C++ version. Uses a trie with search() and search_prefix() for matching complete words and prefixes for best match.

#include <iostream>
#include <initializer_list>
#include <iterator>
#include <vector>

class trie {
public:
	trie() : root_(new node(0)) { }
	trie(const std::initializer_list<std::string>& words) : root_(new node(0)) {
		for (const std::string& word : words)
			add(word);
	}
    
	~trie() {
		delete root_;
	}
	
	void add(const std::string& word) {
		if (word.empty())
			return;
        
		node* curr = root_;
		for (size_t i = 0; i < word.size(); i++) {
            char ch = ::tolower(word[i]);
			size_t idx = ch - 'a';
			if (curr->children_[idx]) {
				curr = curr->children_[idx];
			} else {
				curr->children_[idx] = new node(ch);
				curr = curr->children_[idx];
			}
		}
		curr->is_word_ = true;
	}
	
	bool search(const std::string& word) const {
		node* curr = search_common(word);
		return curr && curr->is_word_;
	}

    bool search_prefix(const std::string& word) const {
		node* curr = search_common(word);
		return curr;
	}

private:
	struct node {
		node(char ch) : ch_(ch), is_word_(false), children_{nullptr} { }
		~node() {
			for (node* n : children_)
				delete n;
		}
		
		char ch_;
		bool is_word_;
		node* children_[26];
	};
	
    node* search_common(const std::string& word) const {
		if (word.empty())
			return nullptr;
        
		node* curr = root_;
		for (size_t i = 0; i < word.size(); i++) {
			char ch = ::tolower(word[i]);
			size_t idx = ch - 'a';
			curr = curr->children_[idx];
			if (!curr)
				break;
		}
        return curr;
    }
    
	node* root_;
};

std::vector<std::string> find_words(const trie& tr, const std::string& str)
{
	std::vector<std::string> words;
	
	if (str.empty())
		return words;
    
	std::string longest_match;
	for (size_t beg = 0, end = 1; end <= str.size(); end++) {
		std::string curr_match = str.substr(beg, end - beg);
		if (tr.search(curr_match)) {
			// We are looking for the best (or longest) match
			if (curr_match.size() > longest_match.size()) {
				longest_match = curr_match;
			}
        } else {
            // If there's no prefix with this match, save the longest so far
            if (!tr.search_prefix(curr_match)) {
                // Is there a best match?
                if (!longest_match.empty()) {
                    words.push_back(longest_match);
                    longest_match.clear();
                    beg = end - 1;
                    end--;
                } else {
                    // No best match found.
                    // Increment the begin position for the next match.
                    beg++;
                }
            }
		}
	}
	
    if (!longest_match.empty())
        words.push_back(longest_match);
    return words;
}

int main() {
	trie tr{"i", "love", "beer", "and", "wine", "out", "put", "output"};
	std::string str = "ilovebeerandwineoutput";
	std::vector<std::string> words = find_words(tr, str);
	std::copy(words.begin(), words.end(), std::ostream_iterator<std::string>(std::cout, " "));
    std::cout << std::endl;
	return 0;
}

Dynamic programming - Word break problem.

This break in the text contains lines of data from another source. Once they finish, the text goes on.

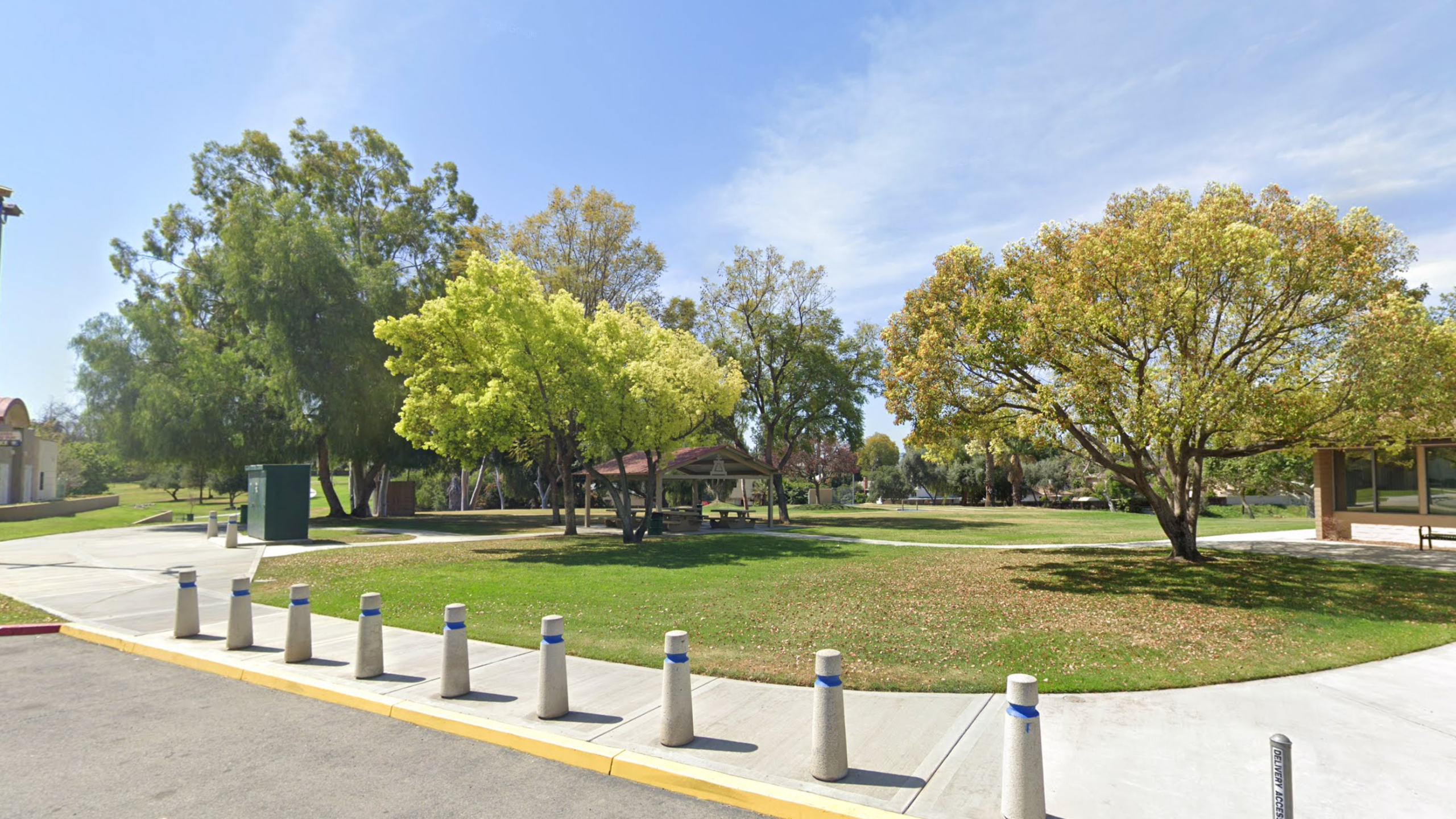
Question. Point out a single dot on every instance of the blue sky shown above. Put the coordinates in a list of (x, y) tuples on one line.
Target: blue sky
[(861, 136)]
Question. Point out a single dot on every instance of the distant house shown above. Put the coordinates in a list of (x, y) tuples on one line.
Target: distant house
[(27, 462)]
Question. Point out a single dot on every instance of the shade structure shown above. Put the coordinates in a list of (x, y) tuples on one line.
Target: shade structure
[(721, 462)]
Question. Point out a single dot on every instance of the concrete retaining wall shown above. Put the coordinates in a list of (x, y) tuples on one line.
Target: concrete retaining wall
[(56, 507)]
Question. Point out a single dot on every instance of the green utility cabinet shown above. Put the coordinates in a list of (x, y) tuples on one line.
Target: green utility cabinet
[(279, 502)]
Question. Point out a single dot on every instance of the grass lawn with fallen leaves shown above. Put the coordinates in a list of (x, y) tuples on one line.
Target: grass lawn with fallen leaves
[(133, 504), (906, 618), (15, 613), (1011, 525)]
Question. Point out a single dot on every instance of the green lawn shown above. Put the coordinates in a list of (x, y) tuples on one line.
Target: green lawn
[(136, 503), (15, 613), (906, 618), (1011, 525)]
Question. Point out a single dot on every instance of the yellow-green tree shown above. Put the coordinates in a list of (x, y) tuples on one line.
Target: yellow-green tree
[(493, 362), (1169, 331), (657, 390)]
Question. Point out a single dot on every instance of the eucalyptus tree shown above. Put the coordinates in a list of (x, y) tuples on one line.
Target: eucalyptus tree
[(263, 299), (804, 375)]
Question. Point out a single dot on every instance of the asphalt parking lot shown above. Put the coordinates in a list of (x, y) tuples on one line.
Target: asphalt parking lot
[(86, 730)]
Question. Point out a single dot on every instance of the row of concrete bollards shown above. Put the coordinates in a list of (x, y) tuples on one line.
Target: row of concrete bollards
[(1023, 789)]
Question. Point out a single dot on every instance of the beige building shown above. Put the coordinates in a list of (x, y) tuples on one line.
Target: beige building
[(27, 462), (1375, 487)]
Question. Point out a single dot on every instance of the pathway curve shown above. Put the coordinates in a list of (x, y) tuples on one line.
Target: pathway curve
[(1369, 741)]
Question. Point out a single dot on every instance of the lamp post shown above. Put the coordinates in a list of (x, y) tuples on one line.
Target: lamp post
[(6, 209)]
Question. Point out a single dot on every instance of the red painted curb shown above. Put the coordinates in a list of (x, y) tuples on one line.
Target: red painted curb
[(30, 628)]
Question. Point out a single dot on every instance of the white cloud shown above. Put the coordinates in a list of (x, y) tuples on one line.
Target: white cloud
[(983, 123)]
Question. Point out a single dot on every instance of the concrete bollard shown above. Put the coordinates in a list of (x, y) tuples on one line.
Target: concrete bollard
[(241, 615), (677, 691), (1282, 777), (1024, 795), (369, 656), (187, 621), (299, 644), (830, 757), (551, 682), (455, 662)]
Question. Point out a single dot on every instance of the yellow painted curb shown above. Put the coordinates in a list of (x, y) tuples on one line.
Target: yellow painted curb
[(185, 660), (324, 691), (536, 742), (701, 783), (739, 792)]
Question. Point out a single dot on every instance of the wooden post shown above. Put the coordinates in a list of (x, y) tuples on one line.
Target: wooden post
[(769, 493)]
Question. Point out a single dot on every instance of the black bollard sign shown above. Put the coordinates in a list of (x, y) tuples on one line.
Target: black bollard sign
[(1282, 774)]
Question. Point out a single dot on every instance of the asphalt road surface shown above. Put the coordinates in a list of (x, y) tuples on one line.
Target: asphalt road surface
[(86, 730)]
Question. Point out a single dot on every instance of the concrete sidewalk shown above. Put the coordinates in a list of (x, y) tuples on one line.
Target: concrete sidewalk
[(1369, 741)]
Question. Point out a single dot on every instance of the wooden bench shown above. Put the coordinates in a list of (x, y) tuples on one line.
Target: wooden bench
[(1426, 535)]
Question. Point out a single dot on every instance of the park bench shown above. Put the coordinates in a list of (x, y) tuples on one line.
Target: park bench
[(1426, 535)]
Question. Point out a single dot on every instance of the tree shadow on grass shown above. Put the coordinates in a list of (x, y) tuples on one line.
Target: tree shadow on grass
[(903, 522), (1254, 582), (676, 553)]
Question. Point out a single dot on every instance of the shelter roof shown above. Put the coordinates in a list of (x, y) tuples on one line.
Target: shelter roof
[(14, 413), (710, 462)]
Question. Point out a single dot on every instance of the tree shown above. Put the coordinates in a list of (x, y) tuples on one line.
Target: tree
[(88, 467), (230, 484), (680, 314), (493, 363), (877, 451), (1269, 473), (654, 390), (822, 460), (259, 307), (1017, 451), (890, 483), (1165, 334), (168, 478), (921, 471), (584, 244), (804, 375)]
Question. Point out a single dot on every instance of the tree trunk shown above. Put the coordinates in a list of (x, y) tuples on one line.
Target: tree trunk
[(365, 487), (568, 493), (1015, 475), (648, 496), (326, 478), (479, 475), (991, 467), (1178, 514)]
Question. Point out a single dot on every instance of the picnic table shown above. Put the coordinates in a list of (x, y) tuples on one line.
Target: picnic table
[(742, 521)]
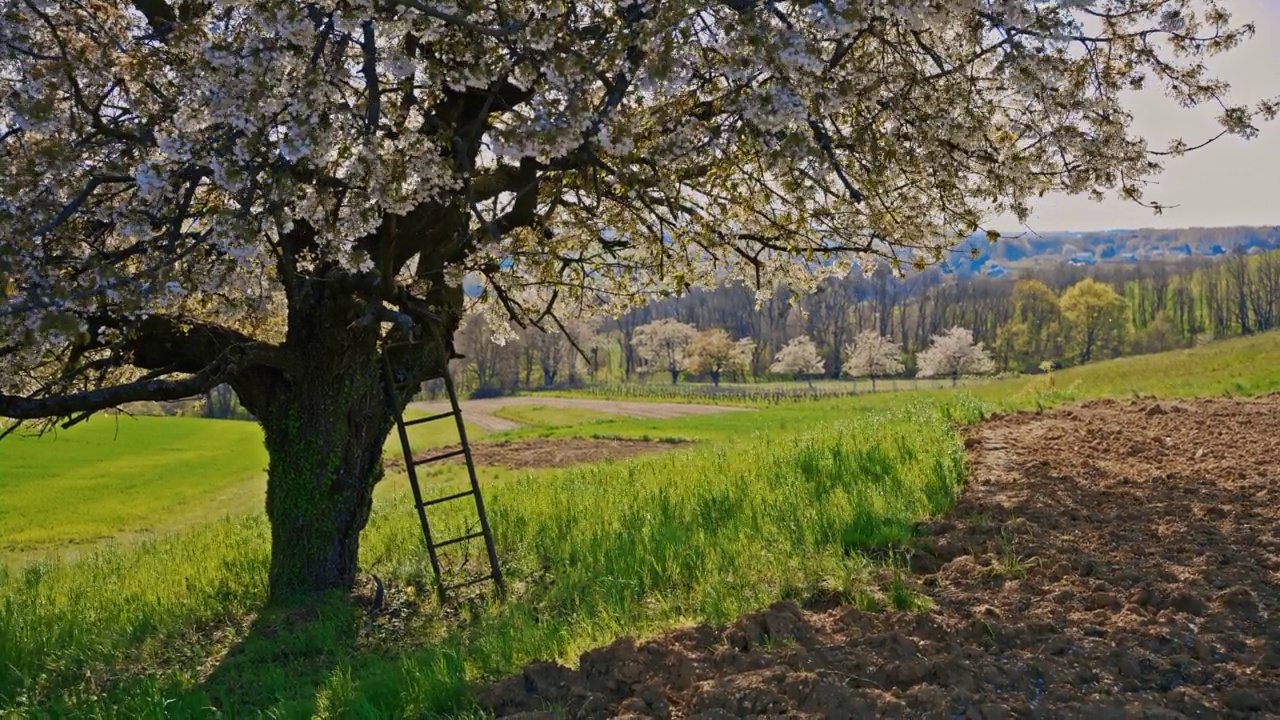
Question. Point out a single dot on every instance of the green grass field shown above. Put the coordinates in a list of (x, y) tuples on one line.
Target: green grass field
[(776, 502)]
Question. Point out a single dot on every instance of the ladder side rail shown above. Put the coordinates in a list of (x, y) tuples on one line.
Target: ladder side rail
[(411, 469)]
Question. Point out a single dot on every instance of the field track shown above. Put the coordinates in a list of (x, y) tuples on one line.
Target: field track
[(1116, 559), (479, 413)]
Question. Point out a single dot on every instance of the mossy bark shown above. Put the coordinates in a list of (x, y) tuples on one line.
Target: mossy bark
[(325, 425), (325, 443)]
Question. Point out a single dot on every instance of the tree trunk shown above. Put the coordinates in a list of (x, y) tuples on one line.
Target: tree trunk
[(324, 425), (325, 441)]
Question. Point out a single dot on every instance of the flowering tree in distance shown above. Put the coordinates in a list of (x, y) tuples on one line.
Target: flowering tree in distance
[(713, 354), (872, 355), (954, 354), (663, 345), (800, 358), (282, 195)]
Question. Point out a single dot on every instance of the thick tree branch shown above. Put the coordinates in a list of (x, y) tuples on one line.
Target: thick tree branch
[(94, 400)]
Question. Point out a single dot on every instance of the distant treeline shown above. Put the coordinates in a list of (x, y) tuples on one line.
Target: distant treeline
[(1127, 246), (1031, 317)]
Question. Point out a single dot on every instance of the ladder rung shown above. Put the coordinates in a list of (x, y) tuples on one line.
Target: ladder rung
[(464, 538), (446, 499), (471, 582), (429, 419), (440, 456)]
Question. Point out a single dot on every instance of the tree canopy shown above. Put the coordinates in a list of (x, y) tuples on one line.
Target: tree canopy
[(954, 354), (204, 159), (872, 355)]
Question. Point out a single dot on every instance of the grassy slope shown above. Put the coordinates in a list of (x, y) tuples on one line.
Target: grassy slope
[(119, 477), (767, 510), (115, 478)]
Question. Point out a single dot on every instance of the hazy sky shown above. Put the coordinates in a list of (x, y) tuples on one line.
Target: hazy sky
[(1232, 182)]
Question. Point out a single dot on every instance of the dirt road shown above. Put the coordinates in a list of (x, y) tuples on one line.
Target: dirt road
[(479, 413), (1111, 560)]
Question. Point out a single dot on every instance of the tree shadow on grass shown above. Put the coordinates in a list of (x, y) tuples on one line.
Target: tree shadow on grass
[(295, 660)]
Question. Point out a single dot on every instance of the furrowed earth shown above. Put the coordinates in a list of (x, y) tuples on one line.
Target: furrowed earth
[(1114, 559)]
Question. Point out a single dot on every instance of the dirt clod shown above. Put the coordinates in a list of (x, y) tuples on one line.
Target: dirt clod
[(1111, 560)]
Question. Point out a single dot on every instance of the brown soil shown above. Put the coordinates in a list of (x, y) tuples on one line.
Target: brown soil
[(1107, 560), (547, 452)]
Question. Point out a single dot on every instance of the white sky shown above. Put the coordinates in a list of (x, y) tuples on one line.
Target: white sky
[(1230, 182)]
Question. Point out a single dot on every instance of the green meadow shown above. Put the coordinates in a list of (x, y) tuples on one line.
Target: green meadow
[(784, 501)]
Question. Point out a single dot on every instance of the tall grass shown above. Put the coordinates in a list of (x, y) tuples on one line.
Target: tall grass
[(625, 547)]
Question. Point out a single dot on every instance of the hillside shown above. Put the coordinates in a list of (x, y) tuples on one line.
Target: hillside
[(1120, 246)]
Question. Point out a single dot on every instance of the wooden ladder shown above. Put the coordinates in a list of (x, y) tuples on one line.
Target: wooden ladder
[(411, 465)]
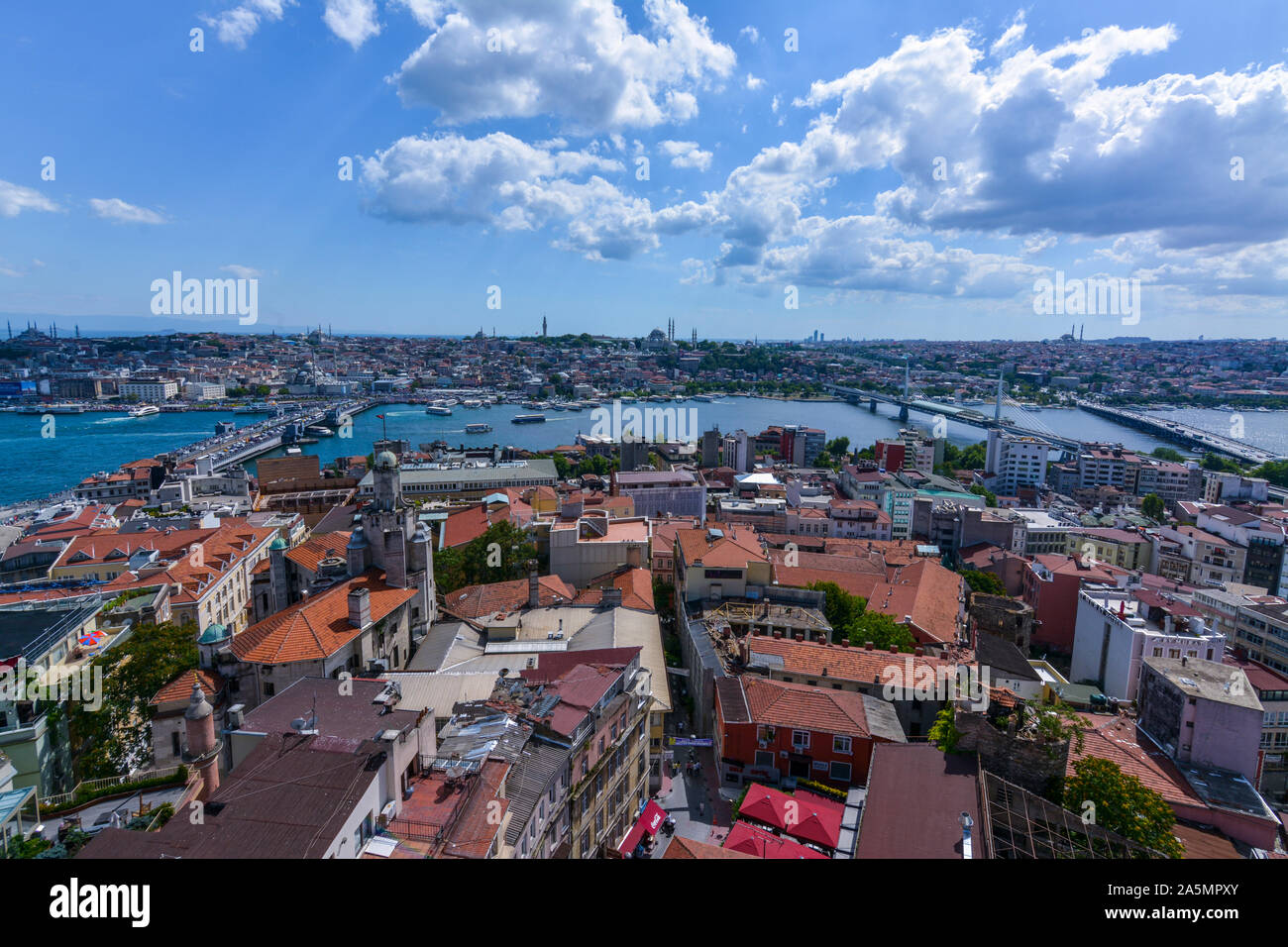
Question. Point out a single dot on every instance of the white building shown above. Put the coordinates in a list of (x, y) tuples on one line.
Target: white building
[(160, 389), (1113, 637), (204, 390), (1014, 462)]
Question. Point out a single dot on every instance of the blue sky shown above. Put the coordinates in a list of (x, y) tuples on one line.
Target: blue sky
[(910, 170)]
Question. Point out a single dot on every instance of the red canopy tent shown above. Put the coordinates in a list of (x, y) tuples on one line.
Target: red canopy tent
[(818, 819), (752, 840), (765, 804), (649, 821)]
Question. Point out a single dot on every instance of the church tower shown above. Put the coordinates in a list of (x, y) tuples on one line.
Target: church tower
[(390, 539)]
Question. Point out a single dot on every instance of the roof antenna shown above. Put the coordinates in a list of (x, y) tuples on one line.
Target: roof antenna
[(309, 727)]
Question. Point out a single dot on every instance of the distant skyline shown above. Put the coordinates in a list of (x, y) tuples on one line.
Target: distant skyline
[(900, 170)]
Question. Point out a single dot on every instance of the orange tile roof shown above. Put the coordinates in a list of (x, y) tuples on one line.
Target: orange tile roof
[(180, 688), (811, 659), (317, 628), (805, 707), (310, 553)]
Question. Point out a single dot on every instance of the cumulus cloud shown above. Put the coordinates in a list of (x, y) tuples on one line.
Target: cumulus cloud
[(237, 25), (1035, 147), (353, 21), (576, 60), (686, 155), (120, 213), (16, 198), (506, 183)]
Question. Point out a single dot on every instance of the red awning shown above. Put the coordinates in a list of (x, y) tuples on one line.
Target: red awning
[(649, 821)]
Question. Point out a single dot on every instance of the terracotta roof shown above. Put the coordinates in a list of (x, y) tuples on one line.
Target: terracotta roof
[(811, 659), (805, 707), (1116, 738), (317, 628), (180, 688), (309, 554)]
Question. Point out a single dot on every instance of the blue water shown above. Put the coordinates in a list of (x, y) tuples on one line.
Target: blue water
[(84, 444)]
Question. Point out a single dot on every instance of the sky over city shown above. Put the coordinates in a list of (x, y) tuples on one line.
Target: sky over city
[(746, 169)]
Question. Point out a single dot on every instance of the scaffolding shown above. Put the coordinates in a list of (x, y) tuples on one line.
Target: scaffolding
[(1019, 823)]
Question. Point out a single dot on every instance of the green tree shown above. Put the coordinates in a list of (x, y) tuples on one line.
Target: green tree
[(115, 737), (984, 582), (884, 633), (1275, 472), (500, 554), (1153, 506), (1124, 804), (840, 607)]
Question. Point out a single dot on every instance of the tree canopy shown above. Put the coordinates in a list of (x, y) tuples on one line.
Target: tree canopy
[(1122, 804)]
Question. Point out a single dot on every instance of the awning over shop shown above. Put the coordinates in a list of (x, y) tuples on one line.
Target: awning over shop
[(649, 821)]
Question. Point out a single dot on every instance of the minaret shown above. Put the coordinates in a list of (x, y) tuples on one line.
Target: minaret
[(202, 746)]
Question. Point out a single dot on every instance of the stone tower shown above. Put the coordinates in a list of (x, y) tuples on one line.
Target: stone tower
[(202, 746)]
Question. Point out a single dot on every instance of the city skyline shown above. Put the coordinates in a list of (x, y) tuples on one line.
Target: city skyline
[(872, 167)]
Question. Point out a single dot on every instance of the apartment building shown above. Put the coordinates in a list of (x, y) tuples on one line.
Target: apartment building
[(1014, 462), (1117, 629)]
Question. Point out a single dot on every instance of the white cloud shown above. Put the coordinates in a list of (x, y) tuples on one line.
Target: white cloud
[(686, 155), (237, 25), (16, 198), (120, 213), (353, 21), (1013, 35), (510, 184), (574, 59)]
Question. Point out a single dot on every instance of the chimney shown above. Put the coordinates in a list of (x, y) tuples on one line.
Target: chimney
[(360, 607)]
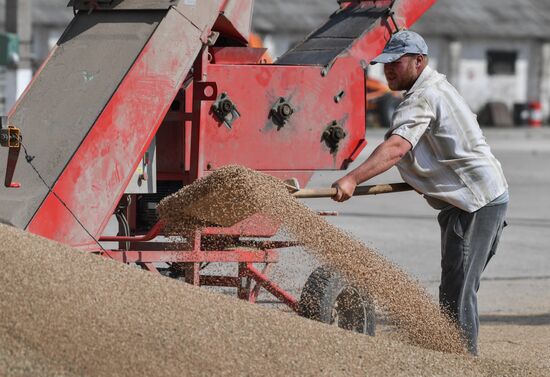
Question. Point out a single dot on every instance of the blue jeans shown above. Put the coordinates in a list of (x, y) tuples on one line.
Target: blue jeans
[(468, 241)]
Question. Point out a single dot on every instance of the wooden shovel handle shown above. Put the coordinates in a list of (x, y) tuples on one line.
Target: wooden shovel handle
[(329, 192)]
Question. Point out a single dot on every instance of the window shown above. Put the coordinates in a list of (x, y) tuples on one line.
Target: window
[(501, 62)]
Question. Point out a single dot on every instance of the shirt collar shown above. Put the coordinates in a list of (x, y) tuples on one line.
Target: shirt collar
[(424, 76)]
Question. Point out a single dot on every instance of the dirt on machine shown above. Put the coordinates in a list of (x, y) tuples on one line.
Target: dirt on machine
[(140, 99)]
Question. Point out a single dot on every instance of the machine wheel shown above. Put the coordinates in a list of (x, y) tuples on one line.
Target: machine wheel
[(327, 298), (386, 107)]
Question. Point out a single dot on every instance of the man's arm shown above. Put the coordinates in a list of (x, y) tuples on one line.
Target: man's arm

"The idea is simple, we consider each prefix and search it in dictionary. If the prefix is present in dictionary, we recur for rest of the string (or suffix). If the recursive call for suffix returns true, we return true, otherwise we try next prefix. If we have tried all prefixes and none of them resulted in a solution, we return false."